A 45 minutes par bateau de Saint-François et au large de la pointe des Châteaux, l'île s'étend en une longue bande rocheuse au milieu de laquelle se dressent la Grande Montagne du haut de ses 276 mètres et le Morne souffleur à 207 mètres. Cette partie de l'île semble d'ailleurs avoir été créée pour la randonnée ! Au sud, le récif corallien ceinture un chapelet de plages plantées de cocotiers aux eaux calmes et limpides. L'unique route de 11 km, qui relie les villages entre eux (Les Galets, Beauséjour, le Soufleur et Baie-Mahault) est entrecoupée de petites anses donnant sur l'Atlantique. Le Nord, vierge d'habitations, est pratiquement inaccessible sauf pour quelques randonneurs expérimentés qui peuvent y découvrir des petites criques donnant sur la mer des Caraïbes en toute intimité.
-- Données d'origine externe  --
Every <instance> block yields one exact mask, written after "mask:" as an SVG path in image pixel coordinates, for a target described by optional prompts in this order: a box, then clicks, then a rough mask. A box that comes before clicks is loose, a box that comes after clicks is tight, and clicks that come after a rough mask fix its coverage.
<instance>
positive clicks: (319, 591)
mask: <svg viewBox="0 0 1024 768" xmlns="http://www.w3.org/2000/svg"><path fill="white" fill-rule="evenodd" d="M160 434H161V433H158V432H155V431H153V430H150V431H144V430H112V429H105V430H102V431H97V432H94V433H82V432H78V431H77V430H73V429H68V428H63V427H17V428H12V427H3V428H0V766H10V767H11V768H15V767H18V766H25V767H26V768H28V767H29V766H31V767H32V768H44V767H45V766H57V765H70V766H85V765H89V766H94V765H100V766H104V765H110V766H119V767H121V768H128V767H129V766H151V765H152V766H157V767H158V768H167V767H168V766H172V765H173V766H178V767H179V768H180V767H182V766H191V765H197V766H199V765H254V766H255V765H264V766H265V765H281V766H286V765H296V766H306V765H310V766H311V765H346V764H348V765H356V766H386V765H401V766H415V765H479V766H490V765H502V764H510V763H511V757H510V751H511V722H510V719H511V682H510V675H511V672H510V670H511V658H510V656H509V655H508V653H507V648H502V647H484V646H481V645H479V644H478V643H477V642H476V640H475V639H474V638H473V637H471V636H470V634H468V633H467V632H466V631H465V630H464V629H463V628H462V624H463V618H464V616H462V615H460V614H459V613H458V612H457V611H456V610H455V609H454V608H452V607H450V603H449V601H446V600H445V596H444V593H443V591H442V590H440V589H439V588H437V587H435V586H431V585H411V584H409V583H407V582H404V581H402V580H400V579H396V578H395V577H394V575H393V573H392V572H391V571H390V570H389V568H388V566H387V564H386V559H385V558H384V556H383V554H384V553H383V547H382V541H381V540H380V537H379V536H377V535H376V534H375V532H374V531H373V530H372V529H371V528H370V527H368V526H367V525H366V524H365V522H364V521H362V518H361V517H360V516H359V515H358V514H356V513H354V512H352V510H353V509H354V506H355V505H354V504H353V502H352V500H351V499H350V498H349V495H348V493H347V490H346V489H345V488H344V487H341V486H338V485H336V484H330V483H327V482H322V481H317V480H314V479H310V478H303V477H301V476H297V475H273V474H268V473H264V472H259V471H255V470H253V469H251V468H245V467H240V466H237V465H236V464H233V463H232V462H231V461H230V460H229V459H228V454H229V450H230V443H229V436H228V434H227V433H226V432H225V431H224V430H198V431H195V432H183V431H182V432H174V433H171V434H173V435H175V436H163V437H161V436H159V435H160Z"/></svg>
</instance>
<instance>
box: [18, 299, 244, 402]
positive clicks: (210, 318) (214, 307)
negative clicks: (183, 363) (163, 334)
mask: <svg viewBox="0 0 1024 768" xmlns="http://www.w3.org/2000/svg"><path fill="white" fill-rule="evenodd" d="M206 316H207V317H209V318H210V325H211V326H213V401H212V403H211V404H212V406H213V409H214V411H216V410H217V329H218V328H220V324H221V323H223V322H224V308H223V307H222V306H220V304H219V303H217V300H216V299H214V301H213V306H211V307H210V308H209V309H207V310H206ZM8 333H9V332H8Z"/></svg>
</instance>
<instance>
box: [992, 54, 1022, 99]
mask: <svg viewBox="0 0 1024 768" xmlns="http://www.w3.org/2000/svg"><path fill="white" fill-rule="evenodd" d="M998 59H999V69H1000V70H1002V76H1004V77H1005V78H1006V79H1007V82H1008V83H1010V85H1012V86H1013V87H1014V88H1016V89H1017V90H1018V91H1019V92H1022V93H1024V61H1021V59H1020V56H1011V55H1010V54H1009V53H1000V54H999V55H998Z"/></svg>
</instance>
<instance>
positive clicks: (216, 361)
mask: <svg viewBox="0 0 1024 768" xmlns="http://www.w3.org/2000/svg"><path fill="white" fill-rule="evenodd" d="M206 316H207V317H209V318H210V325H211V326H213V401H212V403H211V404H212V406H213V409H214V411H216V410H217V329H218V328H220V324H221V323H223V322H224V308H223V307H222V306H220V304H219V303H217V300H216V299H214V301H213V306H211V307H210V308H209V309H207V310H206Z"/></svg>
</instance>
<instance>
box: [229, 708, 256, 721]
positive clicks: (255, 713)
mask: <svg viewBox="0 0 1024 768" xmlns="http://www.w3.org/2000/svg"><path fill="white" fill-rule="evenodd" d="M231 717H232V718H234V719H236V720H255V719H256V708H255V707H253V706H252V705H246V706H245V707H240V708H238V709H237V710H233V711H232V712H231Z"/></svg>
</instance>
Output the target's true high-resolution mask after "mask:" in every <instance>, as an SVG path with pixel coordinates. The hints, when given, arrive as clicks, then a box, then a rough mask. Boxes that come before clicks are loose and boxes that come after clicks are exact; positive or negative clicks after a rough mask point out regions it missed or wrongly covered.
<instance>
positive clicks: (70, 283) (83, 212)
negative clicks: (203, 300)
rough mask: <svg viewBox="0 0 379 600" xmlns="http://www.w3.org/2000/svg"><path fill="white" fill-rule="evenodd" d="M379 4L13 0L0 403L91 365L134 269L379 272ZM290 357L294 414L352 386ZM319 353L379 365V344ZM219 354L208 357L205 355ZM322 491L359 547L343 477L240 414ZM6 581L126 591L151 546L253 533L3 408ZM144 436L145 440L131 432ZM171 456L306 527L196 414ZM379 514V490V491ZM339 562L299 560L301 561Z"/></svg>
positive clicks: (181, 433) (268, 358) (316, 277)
Tout comme les îlets de Petite-Terre qui lui sont rattachés, la Désirade abrite une faune étonnamment diversifiée dont certaines espèces sont protégées. Pailles en queue, pélicans et frégates forment un ballet incessant que les éoliennes, source d'une partie de l'énergie de l'île, ne semblent nullement effrayer.

Iguanes et agoutis comme à leur habitude se font discrets, nichés pour certains parmi les espèces variées de cactus tandis que les touloulous, les anolis, colibris, sucriers... se prêtent plus volontiers au jeu des photographies des touristes.

L'île s'ouvre doucement au développement touristique. Accessible par bateau ou par avion privé, l'arrivée a lieu à Grande-Anse, petit port de pêcheurs et chef-lieu de la commune. Chaque habitant, chaque acteur du tourisme a à coeur de veiller au bien-être des visiteurs, chacun à sa façon, par un sourire, un bonjour, une petite attention qui ne peuvent que réchauffer les coeurs et les inciter à revenir.

Singularité géologique. Dans le but de maîtriser les constructions et préserver le patrimoine naturel de la Désirade, le gouvernement annonce en 2011 la création d'une deuxième réserve nationale, après l'îlet Petite-Terre. L'un des facteurs qui a déterminé la création de cette zone protégée est la singularité géologique de l'île. Une végétation de climat sec, où les arbres caribéens sont bien adaptés, comme le mancenillier aux feuilles et fruits toxiques (provoque brûlures et démangeaisons), le raisinier du bord de mer, l'olivier, le bois cannelle ou encore l'arbre à cajou. La famille des cactées est bien représentée également. Sur tout le littoral, vous verrez des raquettes à fleurs jaunes propres à la Désirade, des raquettes volantes et des cocotiers. On y rencontre aussi une faune riche.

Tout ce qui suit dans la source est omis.